While we’re on the topic of scams and spam, it’s a good time for a reminder that it’s not only the elderly who are being deceived by savvy con artists these days. Some phony websites look incredibly official — and fake representatives are doing their best to sound convincing. And, they do, because they’re spending hours researching your life online before they even pick up the phone. On HerMoney.com this week, we put together a list of five of the smoothest scams you should keep an eye out for, including romance ruses, fake family emergencies, and even fake job sites. (Hint: The only person actually getting paid is the scammer.) Check out our run-down, and let us know if there are any other clever scams we should be keeping an eye out for.

Do You Overestimate Or Underestimate Your Abilities? 

How confident do you feel in your ability to understand people’s feelings or survive a zombie apocalypse, for example? Recent studies show that people have some interesting — and often inaccurate — perceptions of themselves when it comes to sizing up their abilities. Not surprisingly, there’s a divide across gender lines, writes Spencer Greenberg and Seth Stephens-Davidowitz in this week’s New York Times. For example, men were confident they could best their peers at stereotypically male tasks, like playing poker and fixing a chair. Meanwhile, women felt they could outperform their counterparts in things like cooking a delicious meal and child-rearing. But the constant across both sexes was that experience was what influenced confidence the most. In other words, the more you do something, the more your confidence grows. Shocking? Not so much—but it does have important implications with regard to your finances. If you’re intimidated by investing, for example, the best way to ease your fears is to get out there and do it. Flexing your financial muscles is the best way to breed confidence and kill zombies fear — a lesson we all need to be reminded of from time to time.
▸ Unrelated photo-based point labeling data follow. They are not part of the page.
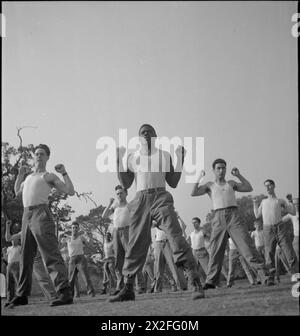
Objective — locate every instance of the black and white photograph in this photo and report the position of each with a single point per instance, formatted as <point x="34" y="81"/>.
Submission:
<point x="150" y="161"/>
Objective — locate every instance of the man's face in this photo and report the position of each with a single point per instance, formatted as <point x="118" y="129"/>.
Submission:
<point x="269" y="187"/>
<point x="15" y="242"/>
<point x="257" y="226"/>
<point x="283" y="210"/>
<point x="196" y="224"/>
<point x="220" y="170"/>
<point x="40" y="157"/>
<point x="121" y="195"/>
<point x="75" y="229"/>
<point x="16" y="227"/>
<point x="146" y="133"/>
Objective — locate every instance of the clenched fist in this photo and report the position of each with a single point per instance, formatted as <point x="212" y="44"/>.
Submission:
<point x="24" y="169"/>
<point x="180" y="151"/>
<point x="235" y="172"/>
<point x="60" y="168"/>
<point x="120" y="152"/>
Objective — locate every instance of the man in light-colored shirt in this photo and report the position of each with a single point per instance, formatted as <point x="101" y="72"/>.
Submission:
<point x="109" y="273"/>
<point x="38" y="227"/>
<point x="258" y="236"/>
<point x="163" y="257"/>
<point x="198" y="245"/>
<point x="226" y="221"/>
<point x="120" y="211"/>
<point x="275" y="231"/>
<point x="13" y="268"/>
<point x="234" y="257"/>
<point x="295" y="222"/>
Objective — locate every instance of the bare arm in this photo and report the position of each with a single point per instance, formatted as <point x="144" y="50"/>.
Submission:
<point x="290" y="208"/>
<point x="125" y="176"/>
<point x="244" y="186"/>
<point x="23" y="170"/>
<point x="173" y="175"/>
<point x="183" y="226"/>
<point x="66" y="186"/>
<point x="257" y="210"/>
<point x="199" y="190"/>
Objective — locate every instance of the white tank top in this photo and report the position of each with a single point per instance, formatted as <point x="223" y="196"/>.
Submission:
<point x="121" y="217"/>
<point x="232" y="245"/>
<point x="197" y="240"/>
<point x="149" y="171"/>
<point x="75" y="246"/>
<point x="160" y="235"/>
<point x="222" y="196"/>
<point x="35" y="190"/>
<point x="108" y="248"/>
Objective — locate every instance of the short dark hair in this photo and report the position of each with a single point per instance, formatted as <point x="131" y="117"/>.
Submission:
<point x="44" y="147"/>
<point x="270" y="181"/>
<point x="118" y="187"/>
<point x="218" y="161"/>
<point x="148" y="125"/>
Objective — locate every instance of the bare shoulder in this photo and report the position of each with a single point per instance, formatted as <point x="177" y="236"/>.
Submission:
<point x="232" y="183"/>
<point x="209" y="185"/>
<point x="50" y="177"/>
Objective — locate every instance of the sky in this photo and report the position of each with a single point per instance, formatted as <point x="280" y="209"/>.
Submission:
<point x="224" y="71"/>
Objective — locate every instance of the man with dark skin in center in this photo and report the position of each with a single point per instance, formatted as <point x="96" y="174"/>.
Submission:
<point x="152" y="168"/>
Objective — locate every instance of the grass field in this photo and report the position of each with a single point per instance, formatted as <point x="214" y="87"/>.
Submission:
<point x="239" y="300"/>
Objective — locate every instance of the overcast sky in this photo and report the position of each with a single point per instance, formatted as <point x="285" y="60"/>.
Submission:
<point x="225" y="71"/>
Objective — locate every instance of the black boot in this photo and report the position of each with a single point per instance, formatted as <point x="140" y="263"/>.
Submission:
<point x="17" y="301"/>
<point x="209" y="286"/>
<point x="64" y="297"/>
<point x="198" y="292"/>
<point x="126" y="294"/>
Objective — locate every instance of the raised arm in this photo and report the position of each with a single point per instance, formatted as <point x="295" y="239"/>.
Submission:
<point x="244" y="186"/>
<point x="257" y="209"/>
<point x="182" y="225"/>
<point x="174" y="174"/>
<point x="199" y="190"/>
<point x="125" y="176"/>
<point x="109" y="209"/>
<point x="290" y="208"/>
<point x="23" y="170"/>
<point x="8" y="236"/>
<point x="66" y="186"/>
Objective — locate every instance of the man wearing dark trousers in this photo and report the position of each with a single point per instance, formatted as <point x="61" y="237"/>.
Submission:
<point x="38" y="228"/>
<point x="226" y="222"/>
<point x="151" y="168"/>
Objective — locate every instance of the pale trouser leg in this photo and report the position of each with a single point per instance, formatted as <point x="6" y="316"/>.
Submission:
<point x="42" y="277"/>
<point x="159" y="265"/>
<point x="218" y="242"/>
<point x="120" y="246"/>
<point x="285" y="242"/>
<point x="242" y="239"/>
<point x="233" y="259"/>
<point x="296" y="247"/>
<point x="270" y="248"/>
Charles Schwab and… Chill? 

How many monthly subscriptions do you have for things that help you stay healthy, informed, and entertained? There’s Netflix, Equinox, Apple Music, and now there’s Schwab Intelligent Portfolios Premium—a service that could send a shock wave through the financial-planning world, writes Jason Zweig in this week’s Wall Street Journal. For a $300 sign-up fee and a $30 per month charge, Schwab’s new program offers unlimited access to financial planners and online tools, and will manage your investment portfolios with no annual fee. If you’ve met with a financial planner before, you know this model is vastly different from the traditional model, where you’re charged a yearly fee based on your portfolio size — there’s no separate line item for “financial planning.” Unfortunately, this may have “trained the public to believe investing is arcane and expensive, while financial planning is mundane and unimportant,” Zweig writes. Meanwhile, the opposite is closer to the truth. “Investment management is a commodity whose market price has dropped close to zero, whereas the advice and judgment of a good financial planner can do wonders for your net worth,” he says, arguing that it’s time for advisors nationwide to rethink their fees, perhaps charging on a fee-for-service basis (like a doctor or lawyer), rather than charging a percentage of your assets under management. Meanwhile, Schwab has assigned 35 financial planners to its new program, and more companies may soon follow suit with this model.